Idąc do wodospadu przechodzi się obok mostu. Widok jest przepiękny, ale trudno zrobić zdjęcie, na którym nie byłoby turystów. Wejście do miejsca gdzie jest wodospad kosztuje 5 euro od osoby. Miły spacer i po raz kolejny niesamowity kolor wody.
Śledząc reklamy widziałam, że można skorzystać z wielu atrakcji, które zapewniają górskie rzeki.
Jaskinie Szkocjańskie
Ostatnim punktem tego dnia były jaskinie. Bilety kupowaliśmy online, ale jest też możliwość zakupu biletów na miejscu. Tu znajdziecie dodatkowe informacje i kupicie bilet. Parking był darmowy. W jaskiniach nie można robić zdjęć. Mimo że jaskinie te różnią się od Jaskini Postojna to polecam wybrać się na ich zwiedzanie. Przejście ich jest nieco bardziej wymagające (jest sporo stopni). Kończąc zwiedzanie można wybrać dwie drogi powrotne, krótszą ok 20 minutowa i dłuższą ok 40 minutową. I mimo, że przy wyborze dłuższej trasy, trzeba pokonywać kolejne stopnie, to warto bo widoki są zachwycające.
DZIEŃ 6
Piran
To był ostatni punkt zwiedzania Słowenii. Nie wróciliśmy jednak od razu do kraju tylko spędziliśmy jeszcze kilka dni w Chorwacji. Natomiast jeżeli nie dysponujecie czasem po zwiedzaniu Piranu można zaplanować trasę powrotną do Polski.Samochód warto zostawić na parkingu płatnym, o tu (wierzcie mi warto bo znalezienie miejsca do zaparkowania nie jest łatwe) Warto wejść na taras widokowy (mury miejskie), koszt to 2 euro od osoby. Piran to bardzo ładne nadmorskie miasteczko.
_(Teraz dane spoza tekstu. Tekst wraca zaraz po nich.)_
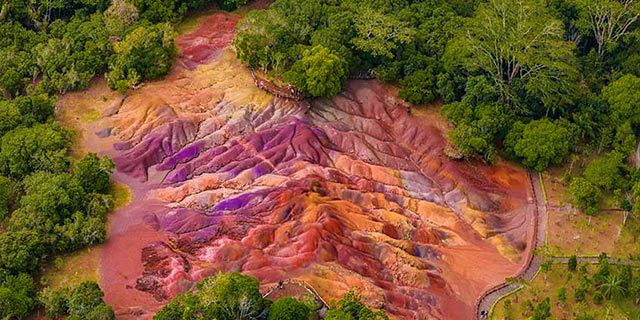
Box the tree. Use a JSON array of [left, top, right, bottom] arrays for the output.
[[268, 297, 311, 320], [67, 281, 112, 318], [569, 177, 602, 215], [0, 99, 22, 137], [12, 94, 55, 125], [39, 287, 70, 319], [19, 172, 86, 223], [0, 175, 17, 221], [350, 6, 413, 59], [131, 0, 189, 23], [0, 275, 35, 319], [324, 290, 388, 320], [540, 260, 552, 281], [105, 0, 139, 27], [0, 229, 47, 272], [217, 0, 247, 11], [557, 286, 567, 304], [107, 24, 177, 92], [233, 9, 293, 73], [39, 282, 113, 320], [55, 211, 107, 251], [198, 272, 270, 320], [600, 273, 626, 299], [505, 119, 572, 171], [398, 69, 438, 105], [568, 255, 578, 272], [444, 0, 578, 114], [74, 153, 115, 194], [442, 75, 513, 161], [603, 74, 640, 127], [153, 292, 202, 320], [532, 297, 551, 320], [284, 45, 347, 97], [583, 151, 626, 192], [0, 123, 71, 179], [574, 0, 640, 54]]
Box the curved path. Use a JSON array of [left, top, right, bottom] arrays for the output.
[[476, 170, 546, 318], [476, 171, 639, 319]]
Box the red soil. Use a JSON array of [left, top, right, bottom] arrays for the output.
[[57, 10, 535, 320], [175, 12, 241, 70]]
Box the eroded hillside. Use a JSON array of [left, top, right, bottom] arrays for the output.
[[58, 11, 535, 319]]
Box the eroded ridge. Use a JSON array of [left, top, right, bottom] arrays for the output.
[[99, 45, 534, 318], [52, 11, 539, 319]]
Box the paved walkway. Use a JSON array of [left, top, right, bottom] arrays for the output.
[[476, 171, 639, 319]]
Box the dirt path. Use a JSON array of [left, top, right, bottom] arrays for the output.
[[476, 171, 639, 319]]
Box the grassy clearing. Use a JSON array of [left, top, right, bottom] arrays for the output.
[[40, 246, 101, 290], [176, 12, 208, 34], [175, 3, 220, 35], [111, 181, 132, 209], [543, 170, 639, 258], [491, 264, 640, 320]]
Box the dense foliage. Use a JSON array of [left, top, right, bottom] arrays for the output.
[[268, 297, 311, 320], [0, 1, 251, 318], [153, 272, 271, 320], [233, 0, 475, 99], [155, 272, 387, 320], [107, 23, 177, 92], [39, 281, 114, 320]]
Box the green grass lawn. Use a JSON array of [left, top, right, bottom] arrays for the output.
[[491, 264, 640, 320], [544, 169, 640, 259]]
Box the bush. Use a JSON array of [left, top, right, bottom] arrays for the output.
[[505, 119, 572, 171], [74, 153, 115, 194], [284, 45, 348, 98], [583, 151, 626, 192], [268, 297, 311, 320], [568, 255, 578, 272], [0, 123, 72, 179], [0, 273, 36, 320], [569, 177, 601, 215], [107, 24, 177, 92]]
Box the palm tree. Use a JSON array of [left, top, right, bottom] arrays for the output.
[[599, 273, 626, 300]]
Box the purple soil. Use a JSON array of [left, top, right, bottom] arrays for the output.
[[58, 11, 535, 320]]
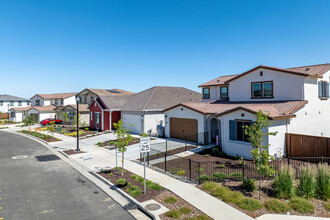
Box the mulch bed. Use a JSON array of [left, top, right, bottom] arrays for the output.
[[100, 137, 157, 147], [19, 130, 61, 142], [63, 150, 87, 155], [57, 127, 96, 137], [98, 168, 212, 219], [139, 146, 196, 162], [198, 181, 330, 218]]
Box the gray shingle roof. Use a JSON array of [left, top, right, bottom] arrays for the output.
[[0, 94, 29, 101], [122, 86, 202, 111], [98, 95, 133, 110]]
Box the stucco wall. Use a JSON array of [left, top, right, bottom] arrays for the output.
[[64, 96, 76, 105], [229, 68, 305, 101], [202, 86, 220, 102], [121, 111, 144, 134], [143, 112, 165, 136], [164, 106, 205, 138], [31, 96, 45, 106], [0, 101, 30, 113]]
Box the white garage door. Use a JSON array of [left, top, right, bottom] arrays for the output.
[[123, 114, 142, 134]]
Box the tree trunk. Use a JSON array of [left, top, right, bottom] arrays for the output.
[[121, 152, 124, 176]]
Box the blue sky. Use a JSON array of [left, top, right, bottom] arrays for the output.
[[1, 0, 330, 98]]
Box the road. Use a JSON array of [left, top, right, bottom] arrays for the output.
[[0, 131, 134, 220]]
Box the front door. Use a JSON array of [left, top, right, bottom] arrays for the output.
[[95, 112, 101, 130], [211, 118, 219, 143]]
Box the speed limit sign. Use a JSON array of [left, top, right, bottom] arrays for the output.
[[140, 137, 151, 153]]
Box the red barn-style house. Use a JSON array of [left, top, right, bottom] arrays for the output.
[[89, 95, 133, 131]]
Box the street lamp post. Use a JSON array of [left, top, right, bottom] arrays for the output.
[[75, 96, 80, 151]]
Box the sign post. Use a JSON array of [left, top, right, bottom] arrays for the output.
[[140, 137, 151, 195]]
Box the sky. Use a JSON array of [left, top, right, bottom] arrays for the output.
[[0, 0, 330, 99]]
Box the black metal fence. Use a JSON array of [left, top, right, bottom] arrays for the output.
[[139, 146, 330, 183]]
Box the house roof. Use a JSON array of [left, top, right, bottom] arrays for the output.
[[96, 95, 133, 110], [30, 105, 57, 112], [164, 100, 308, 119], [9, 106, 31, 111], [32, 92, 77, 99], [287, 63, 330, 77], [54, 104, 89, 112], [0, 94, 29, 101], [122, 86, 202, 111], [198, 75, 239, 87], [77, 88, 135, 97]]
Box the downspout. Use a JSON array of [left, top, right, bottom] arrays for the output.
[[109, 110, 112, 131], [101, 109, 104, 131]]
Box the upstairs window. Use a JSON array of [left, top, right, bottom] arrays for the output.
[[55, 99, 58, 106], [90, 97, 94, 103], [18, 101, 22, 106], [220, 86, 228, 98], [252, 81, 273, 98], [0, 101, 3, 106], [318, 81, 329, 99], [10, 101, 14, 106], [35, 99, 40, 106], [10, 111, 15, 118], [229, 120, 253, 143], [61, 99, 64, 105], [203, 88, 210, 99]]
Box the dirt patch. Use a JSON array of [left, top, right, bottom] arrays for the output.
[[19, 130, 61, 142], [99, 137, 157, 147], [63, 150, 87, 155]]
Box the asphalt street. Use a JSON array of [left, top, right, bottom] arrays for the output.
[[0, 131, 134, 220]]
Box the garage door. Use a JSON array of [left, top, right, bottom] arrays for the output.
[[123, 114, 142, 134], [170, 118, 198, 142]]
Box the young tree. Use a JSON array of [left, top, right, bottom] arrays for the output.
[[244, 110, 277, 177], [73, 113, 81, 127], [47, 121, 56, 139], [109, 119, 134, 176], [62, 112, 70, 125]]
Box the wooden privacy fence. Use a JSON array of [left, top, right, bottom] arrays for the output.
[[0, 113, 9, 119], [286, 133, 330, 157]]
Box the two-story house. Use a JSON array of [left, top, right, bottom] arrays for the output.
[[0, 94, 30, 113], [164, 63, 330, 159], [10, 92, 76, 122]]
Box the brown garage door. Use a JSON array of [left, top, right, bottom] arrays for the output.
[[170, 118, 198, 142]]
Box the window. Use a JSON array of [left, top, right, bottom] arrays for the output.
[[229, 120, 253, 143], [90, 112, 93, 120], [18, 101, 22, 106], [318, 81, 329, 99], [10, 111, 15, 118], [35, 99, 40, 106], [203, 88, 210, 99], [251, 81, 273, 98], [55, 99, 58, 105], [61, 99, 64, 105], [90, 97, 94, 103], [0, 101, 3, 106], [10, 101, 14, 106], [220, 86, 228, 98], [26, 101, 30, 105]]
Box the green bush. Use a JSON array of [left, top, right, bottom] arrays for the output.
[[236, 197, 262, 211], [184, 214, 210, 220], [218, 151, 226, 157], [289, 198, 315, 214], [164, 210, 181, 219], [221, 191, 244, 204], [96, 142, 104, 147], [211, 186, 231, 197], [204, 154, 211, 157], [109, 172, 113, 177], [324, 201, 330, 211], [179, 206, 192, 214], [136, 176, 144, 182], [217, 164, 225, 168], [274, 165, 295, 198], [213, 172, 227, 180], [264, 199, 291, 213], [130, 174, 137, 179], [116, 178, 126, 185], [129, 188, 142, 197], [212, 147, 220, 154], [201, 182, 218, 191], [195, 168, 205, 172], [127, 185, 139, 193], [234, 154, 240, 160], [148, 182, 162, 190], [229, 171, 243, 179], [164, 196, 177, 204], [198, 174, 210, 183], [242, 178, 256, 192], [316, 163, 330, 200], [297, 165, 316, 199], [177, 169, 186, 176]]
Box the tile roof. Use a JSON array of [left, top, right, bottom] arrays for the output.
[[122, 86, 202, 111], [78, 88, 135, 96], [0, 94, 29, 101], [35, 93, 77, 99], [164, 100, 308, 119], [54, 104, 89, 112], [10, 106, 31, 111], [198, 75, 239, 87], [287, 63, 330, 77], [30, 105, 57, 112]]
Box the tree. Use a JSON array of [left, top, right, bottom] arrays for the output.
[[62, 112, 70, 125], [73, 113, 81, 127], [109, 119, 134, 176], [244, 110, 277, 178], [47, 121, 55, 139], [23, 115, 35, 126]]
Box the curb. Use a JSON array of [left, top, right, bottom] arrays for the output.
[[90, 172, 157, 220]]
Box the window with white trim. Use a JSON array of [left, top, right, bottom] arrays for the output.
[[203, 88, 210, 99], [18, 101, 22, 106], [318, 81, 329, 99], [10, 101, 14, 106], [229, 120, 253, 143]]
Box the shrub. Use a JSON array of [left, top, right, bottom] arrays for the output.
[[129, 188, 142, 197], [148, 182, 162, 190], [221, 191, 244, 204], [211, 186, 231, 197], [177, 169, 186, 176], [236, 197, 262, 211], [164, 210, 181, 219], [289, 198, 315, 214], [164, 196, 177, 204], [201, 182, 218, 191], [184, 214, 210, 220], [234, 154, 240, 160], [195, 168, 205, 172], [204, 154, 211, 157], [218, 151, 226, 157], [116, 178, 126, 185], [316, 163, 330, 200], [136, 176, 144, 182], [274, 165, 295, 198], [96, 142, 104, 147], [264, 199, 291, 213], [324, 201, 330, 211], [242, 178, 256, 192], [212, 147, 220, 154], [198, 174, 210, 183], [127, 185, 139, 192], [213, 172, 227, 180], [297, 165, 316, 199], [179, 206, 192, 214], [130, 174, 137, 180], [85, 127, 89, 131], [109, 172, 113, 177], [229, 171, 243, 179], [217, 164, 225, 168]]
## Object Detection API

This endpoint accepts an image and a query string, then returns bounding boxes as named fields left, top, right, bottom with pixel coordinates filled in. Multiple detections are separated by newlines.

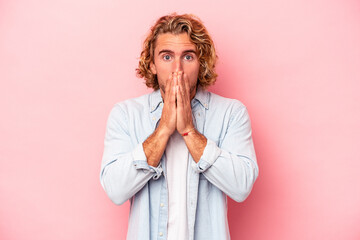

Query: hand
left=176, top=71, right=194, bottom=135
left=157, top=72, right=177, bottom=137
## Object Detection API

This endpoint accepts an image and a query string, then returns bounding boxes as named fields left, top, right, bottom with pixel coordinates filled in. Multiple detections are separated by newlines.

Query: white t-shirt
left=165, top=131, right=189, bottom=240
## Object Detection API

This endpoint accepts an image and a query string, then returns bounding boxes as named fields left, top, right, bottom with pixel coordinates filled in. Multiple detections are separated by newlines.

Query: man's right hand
left=143, top=72, right=177, bottom=167
left=157, top=72, right=177, bottom=137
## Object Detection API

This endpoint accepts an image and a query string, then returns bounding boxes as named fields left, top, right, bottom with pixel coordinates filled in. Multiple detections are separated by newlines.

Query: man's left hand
left=175, top=71, right=194, bottom=135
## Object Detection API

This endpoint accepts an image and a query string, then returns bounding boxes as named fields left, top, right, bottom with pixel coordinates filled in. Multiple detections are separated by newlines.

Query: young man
left=100, top=13, right=259, bottom=240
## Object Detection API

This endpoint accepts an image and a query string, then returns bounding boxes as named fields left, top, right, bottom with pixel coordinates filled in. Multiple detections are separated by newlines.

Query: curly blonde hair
left=136, top=13, right=218, bottom=90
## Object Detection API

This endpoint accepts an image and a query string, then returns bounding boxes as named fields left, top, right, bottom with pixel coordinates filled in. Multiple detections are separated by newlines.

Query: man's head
left=136, top=13, right=218, bottom=92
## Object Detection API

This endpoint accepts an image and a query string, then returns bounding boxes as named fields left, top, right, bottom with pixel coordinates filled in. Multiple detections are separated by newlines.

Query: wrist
left=181, top=127, right=196, bottom=136
left=148, top=159, right=160, bottom=167
left=156, top=123, right=173, bottom=139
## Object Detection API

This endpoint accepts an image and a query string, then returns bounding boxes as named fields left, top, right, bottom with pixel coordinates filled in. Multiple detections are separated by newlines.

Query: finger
left=183, top=73, right=191, bottom=100
left=177, top=71, right=185, bottom=99
left=170, top=72, right=176, bottom=106
left=176, top=86, right=185, bottom=124
left=164, top=72, right=173, bottom=101
left=179, top=72, right=189, bottom=106
left=176, top=84, right=183, bottom=108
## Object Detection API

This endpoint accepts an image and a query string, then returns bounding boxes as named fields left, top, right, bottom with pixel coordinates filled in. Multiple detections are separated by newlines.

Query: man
left=100, top=13, right=259, bottom=240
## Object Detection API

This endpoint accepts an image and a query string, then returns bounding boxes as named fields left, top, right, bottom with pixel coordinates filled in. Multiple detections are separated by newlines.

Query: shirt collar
left=149, top=87, right=210, bottom=113
left=149, top=89, right=163, bottom=113
left=192, top=87, right=210, bottom=110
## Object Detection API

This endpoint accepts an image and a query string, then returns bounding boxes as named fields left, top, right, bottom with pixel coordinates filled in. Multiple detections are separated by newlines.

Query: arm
left=100, top=73, right=177, bottom=205
left=99, top=104, right=163, bottom=205
left=177, top=72, right=258, bottom=202
left=176, top=71, right=207, bottom=163
left=191, top=105, right=259, bottom=202
left=144, top=72, right=177, bottom=167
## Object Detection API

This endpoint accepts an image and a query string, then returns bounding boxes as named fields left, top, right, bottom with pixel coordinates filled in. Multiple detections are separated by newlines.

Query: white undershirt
left=165, top=131, right=189, bottom=240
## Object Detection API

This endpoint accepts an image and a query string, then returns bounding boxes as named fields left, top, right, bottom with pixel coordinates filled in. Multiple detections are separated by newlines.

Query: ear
left=150, top=61, right=157, bottom=75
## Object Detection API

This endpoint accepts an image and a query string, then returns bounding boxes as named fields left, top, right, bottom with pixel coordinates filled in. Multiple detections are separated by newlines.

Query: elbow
left=100, top=176, right=130, bottom=206
left=230, top=182, right=256, bottom=202
left=230, top=187, right=253, bottom=203
left=231, top=167, right=259, bottom=203
left=106, top=190, right=129, bottom=206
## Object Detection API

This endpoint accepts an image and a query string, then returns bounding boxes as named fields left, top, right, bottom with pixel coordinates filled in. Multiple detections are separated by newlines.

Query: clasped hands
left=158, top=71, right=195, bottom=137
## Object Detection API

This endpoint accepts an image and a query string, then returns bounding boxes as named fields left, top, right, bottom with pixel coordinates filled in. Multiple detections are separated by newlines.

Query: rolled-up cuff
left=191, top=139, right=221, bottom=173
left=132, top=143, right=163, bottom=180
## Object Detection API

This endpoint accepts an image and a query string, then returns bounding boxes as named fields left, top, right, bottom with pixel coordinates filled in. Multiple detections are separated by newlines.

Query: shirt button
left=152, top=116, right=156, bottom=121
left=160, top=203, right=164, bottom=207
left=159, top=232, right=163, bottom=236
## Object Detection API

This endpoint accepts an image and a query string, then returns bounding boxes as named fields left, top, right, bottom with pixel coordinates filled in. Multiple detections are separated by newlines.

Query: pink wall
left=1, top=0, right=359, bottom=239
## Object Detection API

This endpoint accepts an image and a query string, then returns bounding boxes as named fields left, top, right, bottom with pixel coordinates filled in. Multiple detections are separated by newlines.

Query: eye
left=162, top=55, right=171, bottom=61
left=184, top=55, right=193, bottom=61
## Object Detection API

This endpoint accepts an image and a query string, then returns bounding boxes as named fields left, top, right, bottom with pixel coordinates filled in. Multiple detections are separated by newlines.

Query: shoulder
left=206, top=91, right=251, bottom=127
left=107, top=92, right=151, bottom=121
left=114, top=93, right=150, bottom=112
left=208, top=91, right=247, bottom=114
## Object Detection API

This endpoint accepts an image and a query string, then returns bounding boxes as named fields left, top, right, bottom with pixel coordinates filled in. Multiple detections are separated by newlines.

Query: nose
left=173, top=57, right=183, bottom=72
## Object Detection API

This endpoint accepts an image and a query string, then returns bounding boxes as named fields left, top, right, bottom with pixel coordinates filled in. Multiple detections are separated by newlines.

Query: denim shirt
left=100, top=88, right=259, bottom=240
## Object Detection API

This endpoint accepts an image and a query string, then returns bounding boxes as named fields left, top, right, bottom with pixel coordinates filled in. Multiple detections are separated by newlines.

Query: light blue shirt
left=100, top=88, right=259, bottom=240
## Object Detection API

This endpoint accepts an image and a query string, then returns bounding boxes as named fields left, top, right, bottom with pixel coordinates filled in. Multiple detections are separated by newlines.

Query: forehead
left=154, top=32, right=196, bottom=51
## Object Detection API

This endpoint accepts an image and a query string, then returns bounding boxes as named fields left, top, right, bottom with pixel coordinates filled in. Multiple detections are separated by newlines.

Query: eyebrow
left=158, top=49, right=197, bottom=55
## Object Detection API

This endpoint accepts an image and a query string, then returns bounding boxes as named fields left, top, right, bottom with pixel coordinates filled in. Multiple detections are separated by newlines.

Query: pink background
left=1, top=0, right=359, bottom=239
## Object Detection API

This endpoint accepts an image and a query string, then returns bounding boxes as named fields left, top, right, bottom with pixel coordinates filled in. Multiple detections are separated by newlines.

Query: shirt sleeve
left=191, top=103, right=259, bottom=202
left=100, top=104, right=163, bottom=205
left=190, top=139, right=221, bottom=171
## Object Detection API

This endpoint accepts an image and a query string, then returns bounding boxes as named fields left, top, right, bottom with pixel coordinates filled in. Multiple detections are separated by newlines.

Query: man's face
left=150, top=32, right=200, bottom=99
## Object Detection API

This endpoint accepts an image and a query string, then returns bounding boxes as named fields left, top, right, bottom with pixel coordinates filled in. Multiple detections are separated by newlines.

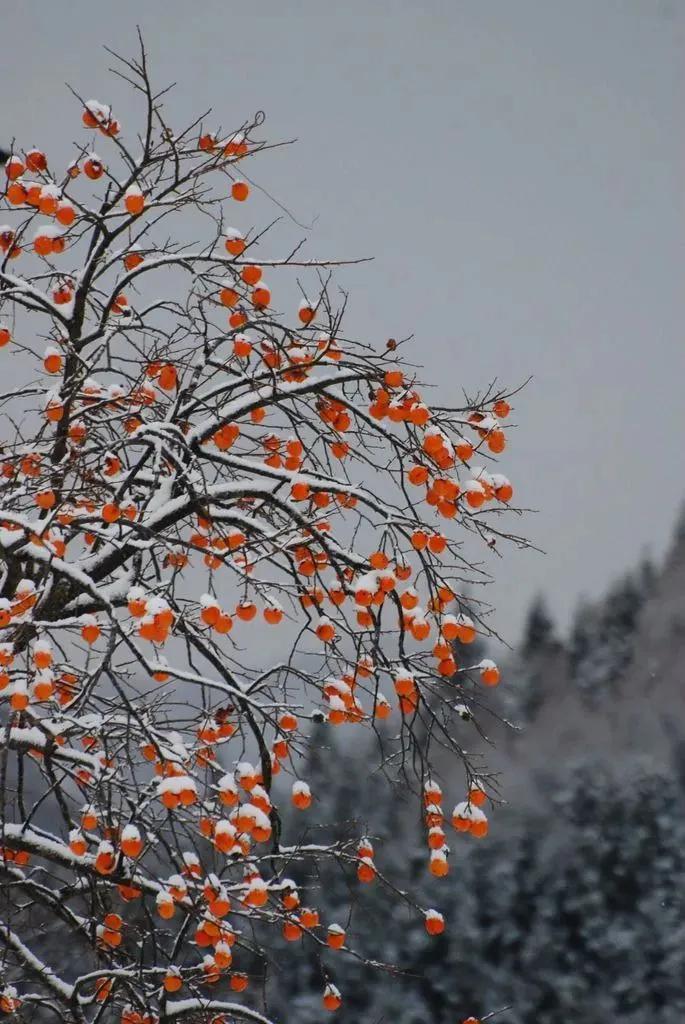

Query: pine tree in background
left=266, top=756, right=685, bottom=1024
left=522, top=595, right=557, bottom=657
left=266, top=515, right=685, bottom=1022
left=506, top=594, right=560, bottom=722
left=568, top=571, right=647, bottom=704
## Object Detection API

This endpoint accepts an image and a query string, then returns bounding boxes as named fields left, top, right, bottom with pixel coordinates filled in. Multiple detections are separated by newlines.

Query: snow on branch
left=0, top=35, right=525, bottom=1024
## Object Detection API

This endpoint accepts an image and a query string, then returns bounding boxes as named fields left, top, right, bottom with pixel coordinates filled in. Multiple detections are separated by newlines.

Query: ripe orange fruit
left=231, top=180, right=249, bottom=201
left=323, top=986, right=342, bottom=1012
left=7, top=182, right=28, bottom=208
left=424, top=909, right=445, bottom=935
left=235, top=601, right=257, bottom=622
left=26, top=149, right=47, bottom=172
left=199, top=132, right=217, bottom=151
left=298, top=302, right=315, bottom=324
left=124, top=188, right=145, bottom=215
left=291, top=481, right=310, bottom=502
left=5, top=155, right=25, bottom=180
left=224, top=229, right=245, bottom=255
left=241, top=264, right=262, bottom=285
left=408, top=465, right=429, bottom=486
left=54, top=199, right=75, bottom=224
left=252, top=283, right=271, bottom=308
left=487, top=429, right=506, bottom=453
left=83, top=156, right=105, bottom=180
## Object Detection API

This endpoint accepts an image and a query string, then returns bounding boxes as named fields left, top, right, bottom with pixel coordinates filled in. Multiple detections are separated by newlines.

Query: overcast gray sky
left=2, top=0, right=683, bottom=644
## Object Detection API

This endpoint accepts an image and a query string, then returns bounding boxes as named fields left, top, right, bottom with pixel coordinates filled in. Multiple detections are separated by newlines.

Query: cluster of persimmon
left=66, top=754, right=355, bottom=1012
left=0, top=590, right=90, bottom=709
left=82, top=99, right=122, bottom=137
left=0, top=847, right=29, bottom=868
left=0, top=67, right=525, bottom=1024
left=1, top=635, right=65, bottom=712
left=419, top=776, right=491, bottom=889
left=0, top=510, right=501, bottom=720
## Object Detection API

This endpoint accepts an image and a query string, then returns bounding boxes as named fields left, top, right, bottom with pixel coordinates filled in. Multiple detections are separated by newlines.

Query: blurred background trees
left=260, top=509, right=685, bottom=1023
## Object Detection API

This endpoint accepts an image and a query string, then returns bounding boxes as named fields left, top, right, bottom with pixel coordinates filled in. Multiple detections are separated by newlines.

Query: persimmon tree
left=0, top=39, right=526, bottom=1024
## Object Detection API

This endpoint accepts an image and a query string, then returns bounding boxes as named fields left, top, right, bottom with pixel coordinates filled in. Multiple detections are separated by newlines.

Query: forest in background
left=262, top=507, right=685, bottom=1023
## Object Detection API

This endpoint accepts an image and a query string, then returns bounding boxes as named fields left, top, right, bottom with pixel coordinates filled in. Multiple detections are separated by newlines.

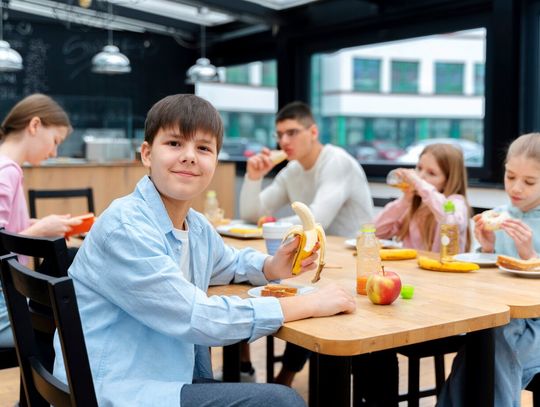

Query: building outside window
left=474, top=63, right=485, bottom=95
left=391, top=60, right=419, bottom=93
left=225, top=64, right=250, bottom=85
left=435, top=62, right=464, bottom=94
left=311, top=28, right=485, bottom=166
left=353, top=58, right=381, bottom=92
Ze względu na swoje rozmiary jest bardzo kameralne. Warto przejść się jego uliczkami lub przysiąc w kawiarence. Jeżeli nie zdecydujecie się na podziwianie miasta z murów miejskich możecie wspiąć się na dzwonnice kościoła Św. Jerzego.
I na tym skończyła się nasza wycieczka do tego pięknego, zielonego kraju. Zapewne we wpisie nie udało mi się zamieścić wszystkich informacji. Mam jednak nadzieje ze pokazałam, co fajnego można w Słowenii zobaczyć i choć trochę zachęciłam Was do podróży.
P.S W Słowenii do wielu miejsc można wejść z psami. Wystarczy, że pupil jest na smyczy.